Alors commence pour Maxence une vraie vie de solitude et de silence. Là, dans ce carré de trente mètres, n’ayant plus même le bourdonnement des départs et des arrivées, il apprit réellement ce qu’est la solitude, enfouie au sein même de la silencieuse nature. Car la Règle de l’Afrique est le silence. Comme le moine, dans le cloître, se tait, — ainsi le Désert, en coule blanche, se tait. Tout de suite, le jeune Français se plie à la stricte observance, il écoute pieusement les heures tomber dans l’éternité qui les encadre, il meurt au monde qui l’a déçu.

Pendant l’écrasante chaleur des jours, tandis que partisans et méharistes dormaient sous leur soleil familier, Maxence restait d’ordinaire sous son frêle abri de toile, et là, les genoux au menton, il attendait simplement, il attendait, non le soir, mais il ne savait quoi de mystérieux et de grand. Ainsi, dans cette terre morte, où jamais être humain n’a fixé sa demeure, il lui semblait sortir des limites ordinaires de la vie et s’avancer, tremblant de vertige, sur le rebord du plus haut ciel.

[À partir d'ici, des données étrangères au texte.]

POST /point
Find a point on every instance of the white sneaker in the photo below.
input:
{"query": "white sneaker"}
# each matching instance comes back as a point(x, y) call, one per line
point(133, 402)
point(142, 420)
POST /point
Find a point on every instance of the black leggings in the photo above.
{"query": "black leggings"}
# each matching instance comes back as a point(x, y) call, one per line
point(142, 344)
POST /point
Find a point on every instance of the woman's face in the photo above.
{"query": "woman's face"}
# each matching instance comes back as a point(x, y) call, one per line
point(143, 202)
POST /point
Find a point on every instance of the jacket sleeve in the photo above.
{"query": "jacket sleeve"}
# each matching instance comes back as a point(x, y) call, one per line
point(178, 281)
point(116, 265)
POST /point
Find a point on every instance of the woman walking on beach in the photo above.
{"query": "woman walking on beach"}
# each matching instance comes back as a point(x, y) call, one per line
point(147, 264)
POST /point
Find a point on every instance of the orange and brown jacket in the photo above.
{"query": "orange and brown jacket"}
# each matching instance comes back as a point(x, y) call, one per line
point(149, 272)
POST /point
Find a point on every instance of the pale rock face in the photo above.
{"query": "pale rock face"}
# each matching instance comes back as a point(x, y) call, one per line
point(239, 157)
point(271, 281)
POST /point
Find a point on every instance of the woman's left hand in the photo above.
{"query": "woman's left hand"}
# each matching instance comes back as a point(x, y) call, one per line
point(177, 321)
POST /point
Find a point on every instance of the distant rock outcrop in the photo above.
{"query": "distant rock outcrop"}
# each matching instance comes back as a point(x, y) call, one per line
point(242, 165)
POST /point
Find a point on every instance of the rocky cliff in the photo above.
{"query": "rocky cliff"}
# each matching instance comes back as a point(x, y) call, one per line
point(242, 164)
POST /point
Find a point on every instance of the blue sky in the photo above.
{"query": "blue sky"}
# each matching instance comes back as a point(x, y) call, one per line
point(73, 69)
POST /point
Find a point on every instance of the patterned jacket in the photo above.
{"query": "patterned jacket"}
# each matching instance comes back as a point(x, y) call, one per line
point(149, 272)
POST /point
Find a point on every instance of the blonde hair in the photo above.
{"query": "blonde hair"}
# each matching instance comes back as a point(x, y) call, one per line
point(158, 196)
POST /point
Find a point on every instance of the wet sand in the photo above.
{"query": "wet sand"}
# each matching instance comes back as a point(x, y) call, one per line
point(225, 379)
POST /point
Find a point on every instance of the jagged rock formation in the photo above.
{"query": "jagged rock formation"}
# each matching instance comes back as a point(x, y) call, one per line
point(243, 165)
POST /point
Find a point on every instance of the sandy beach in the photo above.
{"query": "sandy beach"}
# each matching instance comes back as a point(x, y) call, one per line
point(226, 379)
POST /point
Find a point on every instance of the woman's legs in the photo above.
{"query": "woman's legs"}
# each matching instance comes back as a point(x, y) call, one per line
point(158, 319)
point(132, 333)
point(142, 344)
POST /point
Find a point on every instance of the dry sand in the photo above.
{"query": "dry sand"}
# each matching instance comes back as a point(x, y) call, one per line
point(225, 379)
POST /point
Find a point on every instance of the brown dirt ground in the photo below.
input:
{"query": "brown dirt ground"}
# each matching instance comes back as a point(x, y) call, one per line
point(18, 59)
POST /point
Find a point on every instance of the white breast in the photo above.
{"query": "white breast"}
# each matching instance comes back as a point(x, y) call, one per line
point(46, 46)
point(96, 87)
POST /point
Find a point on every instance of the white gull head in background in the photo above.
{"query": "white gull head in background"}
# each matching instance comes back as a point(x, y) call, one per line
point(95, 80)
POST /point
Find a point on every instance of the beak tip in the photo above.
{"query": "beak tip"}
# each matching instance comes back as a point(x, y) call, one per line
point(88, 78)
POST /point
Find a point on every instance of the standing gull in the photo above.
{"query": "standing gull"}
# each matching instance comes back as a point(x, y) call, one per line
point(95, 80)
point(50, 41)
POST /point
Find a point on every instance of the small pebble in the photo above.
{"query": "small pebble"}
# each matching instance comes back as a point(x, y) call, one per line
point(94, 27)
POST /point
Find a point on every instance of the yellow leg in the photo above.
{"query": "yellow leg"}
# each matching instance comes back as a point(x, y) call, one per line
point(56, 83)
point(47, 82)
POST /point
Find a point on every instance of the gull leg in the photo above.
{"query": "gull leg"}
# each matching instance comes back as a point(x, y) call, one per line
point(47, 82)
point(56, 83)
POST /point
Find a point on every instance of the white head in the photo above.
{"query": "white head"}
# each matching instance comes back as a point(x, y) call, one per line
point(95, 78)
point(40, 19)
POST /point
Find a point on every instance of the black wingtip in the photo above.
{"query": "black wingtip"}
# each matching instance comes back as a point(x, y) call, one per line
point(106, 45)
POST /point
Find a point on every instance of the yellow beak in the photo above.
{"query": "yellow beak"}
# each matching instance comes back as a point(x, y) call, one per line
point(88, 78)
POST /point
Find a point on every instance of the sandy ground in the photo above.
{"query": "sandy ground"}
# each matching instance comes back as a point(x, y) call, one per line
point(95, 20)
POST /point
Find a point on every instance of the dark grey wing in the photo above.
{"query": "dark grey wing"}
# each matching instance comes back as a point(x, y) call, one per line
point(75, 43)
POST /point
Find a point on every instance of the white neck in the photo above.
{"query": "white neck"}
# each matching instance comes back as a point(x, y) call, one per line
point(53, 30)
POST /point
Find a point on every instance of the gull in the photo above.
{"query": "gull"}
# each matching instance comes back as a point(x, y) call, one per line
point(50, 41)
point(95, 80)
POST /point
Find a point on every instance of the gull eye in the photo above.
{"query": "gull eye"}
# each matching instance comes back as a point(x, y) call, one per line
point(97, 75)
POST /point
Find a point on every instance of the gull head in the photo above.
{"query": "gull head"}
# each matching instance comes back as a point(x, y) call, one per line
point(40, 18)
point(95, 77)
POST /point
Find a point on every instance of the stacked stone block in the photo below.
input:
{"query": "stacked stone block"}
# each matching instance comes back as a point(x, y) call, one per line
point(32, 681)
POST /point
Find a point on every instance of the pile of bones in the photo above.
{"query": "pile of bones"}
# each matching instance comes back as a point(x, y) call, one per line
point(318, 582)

Le soir, il montait sur les rochers abrupts qui dominaient le camp vers le nord. Jusqu’où le regard pouvait s’étendre, il ne voyait que des arbustes rabougris aux maigres frondaisons, dispersés sur des aires désolées. Au loin, des collines gréseuses encerclaient l’horizon, mais plutôt que de s’y perdre, son regard revenait vers les palmes dont l’ombre claire abritait les tentes des soldats. Seules, elles étaient un peu de vie dans le total accablement, — un faible battement d’ailes dans l’éther.

Après la chaleur du jour, le frais crépuscule mettait en Maxence une sorte de légèreté, et comme l’exultation de l’esprit bondissant dans l’espace. Plus grand encore que durant le jour, cet espace s’ouvrait alors en abîme au-dessus du petit cercle de la terre. Et lui, l’homme lourd de pensée, au centre de ce cercle, il s’abîmait dans le rêve aigu, vraiment oublieux de ses misères particulières et emporté dans le mouvement immense de l’orbe plongeant lui-même dans l’ombre.


Telle est la figure que fait Maxence dans ce désert. Il s’allège de tout un passé de querelles, mais il ne trouve devant lui qu’une forme vide. C’est un visage glacé, le masque de la mort, que lui présente l’Afrique. Tout le sensible se résorbe dans le silence. La douce chaleur des hommes ne soutient plus l’abandonné. Et c’est pourtant de ce néant qu’il devra tirer quelque chose qui soit, de cette carence qu’il devra tirer une surabondance. Ou sinon, plus misérable que jamais, il rentrera dans sa patrie ayant consommé le total échec de sa vie, les mains vides et le front honteux.

Certes, Maxence se souciait peu de poser de tels dilemmes. Sur son rocher, la seule joie des étoiles retrouvées l’occupait. N’était-il pas leur compagnon, errant comme elles, et comme elles solitaire ? Et, perdu sur la terre, il fixait des yeux la noble Orion, qui, seule, émergeait des voiles secrets de l’horizon.